The guests gathered in the hall, crowding in front of the door, as they waited for the Sovereign. The Countess took up her position at the front of the throng. Natasha heard several voices asking about her and sensed that she was being watched. She realised that those who were paying attention to her found her pleasing, and this observation calmed her slightly.
“There are some who are just like us, and there are others who are not so nice,” she thought.
Mrs Peronskaya told the countess the names of the most important personalities at the ball.
“That grey-haired man you see over there is the Dutch ambassador,” said Mrs Peronskaya, pointing to an old man with a silver mop of curly hair, who was surrounded by ladies who were laughing at something he was telling them.
“And she is the Queen of St Petersburg, the Countess Bezukhova,” she said, pointing to Hélène as she walked in.
“How lovely! She could rival Maria Antonovna; see how the old and young flock around her. She is both beautiful and clever. They say that the prince is… mad about her. And as for those two, they may not be so pretty but they have even more people around them.”
She pointed to a woman who was walking across the room with her plain daughter.
“She is a millionaire bride,” said Mrs Peronskaya. “And those are her suitors.”
“That is Countess Bezukhova’s brother, Anatole Kuragin,” she said, gesturing towards a handsome cavalry guard as he passed by, his head held high and looking beyond them. “He is so fine, is he not? They say he is to be married to the rich girl. Your cousin Drubetskoy is also very attracted to her, too. It is said that she has millions of admirers. And that that is the French ambassador himself,” she said, as the countess enquired about Caulaincourt. “Look at him – he’s like some kind of king. But still, the French are so very nice. There is no-one nicer in society. Ah, there she is. No, our Maria Antonovna is the best of all! And she is so simply dressed. Delightful!”
“And as for that plump gentleman in the glasses – the worldly freemason,” said Mrs Peronskaya, pointing to Bezukhov, “if you stand him next to his wife he is such a laughing stock.”
As Pierre walked along, waddling under the weight of his amply proportioned body, he parted the crowd, nodding to right and left so nonchalantly and good-naturedly, as if he was wandering through a busy market. He was clearly looking for someone as he made his way through the mass of people.
Natasha was pleased to see the familiar face of Pierre, the ‘laughing-stock’ as Mrs Peronskaya called him, and knew that he was looking for them, and in particular for her. Pierre had promised her he would be at the ball and introduce her to the young men.

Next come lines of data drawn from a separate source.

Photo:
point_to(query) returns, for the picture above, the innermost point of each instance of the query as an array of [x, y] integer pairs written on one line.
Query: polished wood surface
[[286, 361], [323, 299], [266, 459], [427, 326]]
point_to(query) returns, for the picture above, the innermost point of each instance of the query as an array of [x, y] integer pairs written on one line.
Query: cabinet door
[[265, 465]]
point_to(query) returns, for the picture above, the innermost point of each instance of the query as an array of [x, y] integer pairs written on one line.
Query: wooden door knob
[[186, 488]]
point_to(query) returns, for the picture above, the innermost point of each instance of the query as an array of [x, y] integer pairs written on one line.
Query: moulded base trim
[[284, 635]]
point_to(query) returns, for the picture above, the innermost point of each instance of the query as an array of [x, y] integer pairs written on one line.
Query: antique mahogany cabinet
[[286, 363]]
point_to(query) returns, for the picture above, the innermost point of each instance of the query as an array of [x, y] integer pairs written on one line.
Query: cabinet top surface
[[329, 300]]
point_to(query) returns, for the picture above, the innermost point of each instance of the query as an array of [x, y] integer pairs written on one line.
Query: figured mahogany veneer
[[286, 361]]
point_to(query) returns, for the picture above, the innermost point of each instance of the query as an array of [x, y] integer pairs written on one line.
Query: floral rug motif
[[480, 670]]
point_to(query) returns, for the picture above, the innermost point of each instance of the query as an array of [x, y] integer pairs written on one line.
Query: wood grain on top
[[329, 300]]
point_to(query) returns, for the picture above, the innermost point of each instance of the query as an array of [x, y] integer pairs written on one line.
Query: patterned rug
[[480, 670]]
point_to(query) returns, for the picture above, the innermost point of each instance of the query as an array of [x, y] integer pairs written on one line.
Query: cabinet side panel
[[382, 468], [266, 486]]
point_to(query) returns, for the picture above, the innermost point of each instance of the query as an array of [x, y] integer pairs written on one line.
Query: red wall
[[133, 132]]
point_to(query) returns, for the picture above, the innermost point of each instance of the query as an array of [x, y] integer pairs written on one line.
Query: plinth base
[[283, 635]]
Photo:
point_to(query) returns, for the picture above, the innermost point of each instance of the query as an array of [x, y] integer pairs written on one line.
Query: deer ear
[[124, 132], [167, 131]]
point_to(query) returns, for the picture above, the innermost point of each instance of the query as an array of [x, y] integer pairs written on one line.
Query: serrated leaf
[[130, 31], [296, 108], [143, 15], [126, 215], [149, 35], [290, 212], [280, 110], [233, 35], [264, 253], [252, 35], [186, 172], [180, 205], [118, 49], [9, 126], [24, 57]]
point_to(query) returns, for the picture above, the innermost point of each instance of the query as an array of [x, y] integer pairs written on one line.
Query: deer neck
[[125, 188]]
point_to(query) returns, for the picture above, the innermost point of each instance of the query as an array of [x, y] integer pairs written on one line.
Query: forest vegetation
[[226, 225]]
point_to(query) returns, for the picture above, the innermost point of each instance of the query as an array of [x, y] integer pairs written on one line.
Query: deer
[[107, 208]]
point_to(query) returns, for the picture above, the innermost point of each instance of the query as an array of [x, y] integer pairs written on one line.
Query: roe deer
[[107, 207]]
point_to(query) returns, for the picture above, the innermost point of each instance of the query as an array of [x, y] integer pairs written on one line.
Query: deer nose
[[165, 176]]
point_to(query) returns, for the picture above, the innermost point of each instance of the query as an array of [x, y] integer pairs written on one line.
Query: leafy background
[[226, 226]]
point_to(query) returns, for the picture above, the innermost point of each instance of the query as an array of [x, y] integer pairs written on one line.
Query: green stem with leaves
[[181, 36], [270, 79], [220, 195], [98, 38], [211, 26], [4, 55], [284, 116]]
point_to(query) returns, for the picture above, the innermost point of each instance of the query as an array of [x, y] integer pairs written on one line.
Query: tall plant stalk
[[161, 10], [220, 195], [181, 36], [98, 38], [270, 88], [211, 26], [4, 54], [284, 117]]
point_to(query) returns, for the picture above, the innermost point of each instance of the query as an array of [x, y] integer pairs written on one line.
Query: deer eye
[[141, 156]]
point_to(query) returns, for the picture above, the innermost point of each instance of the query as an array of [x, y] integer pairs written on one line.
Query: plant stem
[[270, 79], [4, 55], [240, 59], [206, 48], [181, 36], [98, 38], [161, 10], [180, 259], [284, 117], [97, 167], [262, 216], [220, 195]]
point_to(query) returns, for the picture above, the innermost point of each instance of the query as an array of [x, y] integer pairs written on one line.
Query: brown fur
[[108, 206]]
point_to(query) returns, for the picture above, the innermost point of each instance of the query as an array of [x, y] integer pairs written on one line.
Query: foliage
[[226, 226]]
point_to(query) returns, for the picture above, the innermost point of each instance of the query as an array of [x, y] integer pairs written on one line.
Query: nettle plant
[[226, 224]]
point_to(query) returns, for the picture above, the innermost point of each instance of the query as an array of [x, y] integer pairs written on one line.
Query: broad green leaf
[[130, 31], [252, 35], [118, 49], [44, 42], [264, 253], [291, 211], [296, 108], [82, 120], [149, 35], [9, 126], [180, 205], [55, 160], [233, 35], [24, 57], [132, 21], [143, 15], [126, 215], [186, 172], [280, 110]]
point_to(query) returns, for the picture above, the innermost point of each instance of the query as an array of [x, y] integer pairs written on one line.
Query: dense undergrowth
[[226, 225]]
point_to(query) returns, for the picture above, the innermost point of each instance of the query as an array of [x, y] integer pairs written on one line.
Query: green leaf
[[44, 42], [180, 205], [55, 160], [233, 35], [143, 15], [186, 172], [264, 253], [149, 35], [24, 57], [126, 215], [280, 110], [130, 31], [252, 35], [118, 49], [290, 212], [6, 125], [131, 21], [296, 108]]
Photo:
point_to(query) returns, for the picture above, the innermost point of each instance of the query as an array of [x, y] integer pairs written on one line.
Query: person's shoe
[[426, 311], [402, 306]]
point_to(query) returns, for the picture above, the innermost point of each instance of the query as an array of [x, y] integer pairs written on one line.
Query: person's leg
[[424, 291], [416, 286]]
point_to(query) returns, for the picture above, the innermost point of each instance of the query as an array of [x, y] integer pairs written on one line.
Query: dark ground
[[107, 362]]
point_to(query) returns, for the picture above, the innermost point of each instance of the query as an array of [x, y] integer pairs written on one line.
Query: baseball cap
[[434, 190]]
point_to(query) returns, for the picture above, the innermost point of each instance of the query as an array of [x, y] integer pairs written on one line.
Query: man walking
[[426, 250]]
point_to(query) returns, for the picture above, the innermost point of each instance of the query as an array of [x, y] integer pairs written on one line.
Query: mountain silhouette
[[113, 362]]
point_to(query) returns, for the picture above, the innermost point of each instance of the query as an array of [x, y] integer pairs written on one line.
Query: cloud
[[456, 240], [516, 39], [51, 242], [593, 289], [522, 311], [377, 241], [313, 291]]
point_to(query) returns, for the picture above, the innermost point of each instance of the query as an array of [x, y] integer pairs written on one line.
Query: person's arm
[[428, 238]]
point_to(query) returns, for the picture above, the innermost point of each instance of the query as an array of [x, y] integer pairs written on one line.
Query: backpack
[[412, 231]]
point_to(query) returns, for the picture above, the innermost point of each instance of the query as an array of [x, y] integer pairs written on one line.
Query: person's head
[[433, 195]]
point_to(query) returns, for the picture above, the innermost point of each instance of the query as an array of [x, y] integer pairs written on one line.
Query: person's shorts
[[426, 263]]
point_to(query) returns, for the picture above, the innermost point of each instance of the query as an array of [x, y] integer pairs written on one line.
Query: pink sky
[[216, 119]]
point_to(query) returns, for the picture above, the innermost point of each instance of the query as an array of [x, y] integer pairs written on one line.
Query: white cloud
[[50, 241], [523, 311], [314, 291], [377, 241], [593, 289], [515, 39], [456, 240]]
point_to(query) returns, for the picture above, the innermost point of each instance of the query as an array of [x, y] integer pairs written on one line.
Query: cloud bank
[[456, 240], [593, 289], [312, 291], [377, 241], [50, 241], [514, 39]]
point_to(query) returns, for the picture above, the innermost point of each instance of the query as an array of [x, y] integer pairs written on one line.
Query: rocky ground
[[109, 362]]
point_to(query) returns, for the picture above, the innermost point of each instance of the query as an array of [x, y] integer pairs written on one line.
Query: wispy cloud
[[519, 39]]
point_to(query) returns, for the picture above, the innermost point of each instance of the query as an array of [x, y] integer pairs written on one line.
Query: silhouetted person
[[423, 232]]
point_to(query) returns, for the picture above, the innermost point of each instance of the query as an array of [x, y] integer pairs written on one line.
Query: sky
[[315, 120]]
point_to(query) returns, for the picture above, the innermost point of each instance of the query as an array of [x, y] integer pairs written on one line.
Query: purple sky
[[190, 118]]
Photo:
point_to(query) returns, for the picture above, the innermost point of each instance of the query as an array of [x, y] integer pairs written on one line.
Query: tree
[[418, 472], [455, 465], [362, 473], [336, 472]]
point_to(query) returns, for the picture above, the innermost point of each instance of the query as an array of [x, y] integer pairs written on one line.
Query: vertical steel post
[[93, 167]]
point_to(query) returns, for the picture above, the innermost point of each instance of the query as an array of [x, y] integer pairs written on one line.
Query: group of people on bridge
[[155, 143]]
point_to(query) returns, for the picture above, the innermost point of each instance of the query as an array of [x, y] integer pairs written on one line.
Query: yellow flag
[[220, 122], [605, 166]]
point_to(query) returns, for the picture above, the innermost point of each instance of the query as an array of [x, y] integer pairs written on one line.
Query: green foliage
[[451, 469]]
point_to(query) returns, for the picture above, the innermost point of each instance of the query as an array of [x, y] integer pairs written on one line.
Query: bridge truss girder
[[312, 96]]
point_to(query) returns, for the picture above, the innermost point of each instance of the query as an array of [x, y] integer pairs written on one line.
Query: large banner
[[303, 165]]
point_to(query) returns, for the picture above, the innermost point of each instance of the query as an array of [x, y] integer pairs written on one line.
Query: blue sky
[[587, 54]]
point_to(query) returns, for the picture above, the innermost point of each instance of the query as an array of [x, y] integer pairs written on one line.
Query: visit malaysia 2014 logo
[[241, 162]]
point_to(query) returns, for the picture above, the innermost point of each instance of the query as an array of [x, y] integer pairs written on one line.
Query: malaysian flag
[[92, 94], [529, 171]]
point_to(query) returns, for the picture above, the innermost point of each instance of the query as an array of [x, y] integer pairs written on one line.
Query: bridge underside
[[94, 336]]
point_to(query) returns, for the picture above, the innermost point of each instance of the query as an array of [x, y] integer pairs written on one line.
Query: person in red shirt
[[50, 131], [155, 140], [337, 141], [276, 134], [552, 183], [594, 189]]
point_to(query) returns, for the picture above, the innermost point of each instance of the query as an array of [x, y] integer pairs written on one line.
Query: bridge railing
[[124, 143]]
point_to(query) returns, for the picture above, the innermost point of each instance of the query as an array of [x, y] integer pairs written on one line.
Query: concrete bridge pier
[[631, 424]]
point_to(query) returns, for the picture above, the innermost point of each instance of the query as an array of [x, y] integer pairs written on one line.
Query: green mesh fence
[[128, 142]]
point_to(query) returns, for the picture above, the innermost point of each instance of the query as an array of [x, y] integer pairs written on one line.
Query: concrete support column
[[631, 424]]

Before he reached them, though, he stopped next to a very handsome, dark-haired man of medium height, wearing a white uniform, who was standing by the window and chatting with a tall gentleman with stars and a ribbon on his uniform. Natasha immediately recognised the young man of medium height, in the white uniform: it was Bolkonsky, who seemed to have become younger, happier and finer.
“We already know Bolkonsky over there. Do you see him, Mama?” Natasha said, pointing to Prince Andrei. “Do you remember, he stayed overnight at our house in Otradnoye?”
“Oh, do you know him?” asked Mrs Peronskaya. “I cannot bear him. Il fait a present la pluie et le beau temps. His pride knows no bounds! He takes after his father. The person he is talking to is Speransky – they are working on some kind of project together. See how he behaves towards women! That one is talking to him, but he has turned away,” she said, pointing at him. “I would give him a piece of my mind if he treated me like that.”